Bill Flitter at Pheedo calls it a Nail in the Email Marketing Coffin and links to more posts on the subject.
Anne Holland of MarketingSherpa says, Ok, Now I’m Finally In Love With RSS (How the New Email Postage Movement Changed My Mind)
Two excellent thoughts from Rok Hrastnik at MarketingStudies, Are Goodmail and AOL Trying to Limit E-mail Marketing to Corporations and US Business?
Plus E-mail Postage and the Rise of RSS Marketing … Or the Death of E-mail Marketing and What You Can Do.
The latter also links to some more must-read articles you need to read and act on as soon as possible.
As Rok is saying and, as I have been saying for a couple of years too, “Getting a strong RSS marketing program in action is now becoming more important than ever”.
But, don’t give up on email entirely. Both have their place.
Think of it this way. If the only email you are likely to get delivered free in future is to people who have trusted you enough to go to all the trouble of ensuring that they get it (whitelisting, giving a non-filtered address, etc.), then you need a means to build that trust with them beforehand.
And, proving an RSS feed of what they consider useful content is the way you can begin building that relationship.
In Paying for E-Mails One-by-One, Dr. Ralph Wilson questions Goodmail’s allegation that whitelisting isn’t scalable. Yeah, so do I actually.
The problem for me is not that someone has to pay (in money) for whitelisting. No third-party whitelist should really exist. Nobody except the recipient himself has any possible way of knowing what is and what isn’t wanted email.
Thus, if you want to be whitelisted at the recipient end, you have to earn that right, by providing useful content.
You have to get the recipient to want what you have enough to come to you: pull, rather than push.
Finally, Rich Ord, CEO of iEntry says, Goodmail Is About Money … Not Spam, in which he asserts that, “The only companies who could afford to pay the Goodmail fee are the larger emailers which ISP’s already identify as non-spammers.” Obvious really, isn’t it?

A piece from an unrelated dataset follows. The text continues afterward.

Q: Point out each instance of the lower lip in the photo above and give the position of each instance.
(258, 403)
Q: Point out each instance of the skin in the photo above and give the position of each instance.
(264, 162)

Discrediting the discreditors
Not in a vengeful way, but some education is needed:
The most worrying aspect of this is that legitimate email whose senders have not paid Goodmail’s ransom are more likely to end up in the spam box, as Ord says, “Subscribers will likely be confused by this which could damage the credibility of an email publisher and its advertisers.”
In that, I think we all have to educate subscribers more on the fact that filtering is about money not spam and, that the filters are neither fair, nor accurate. Because, whilst that may be apparent to those of us who work with email, end consumers may not have considered the matter - either from the business point of view, nor that of technology’s limitations - and will take things at their face value.
The wording we have used to date, “you subscribed to this”, etc., just doesn’t cut it in my mind. Any spammer can use that vocabulary. It also hinders, rather than helps you get through filters. We need to be creative.
Having thought around circles on this, over and over, I keep coming back to the conclusion that providing something of quality that subscribers want (an entirely “moveable feast” that will always have elements of “beauty being in the eye of the beholder”) and being known and trusted by the recipient are the ONLY ways to achieve it.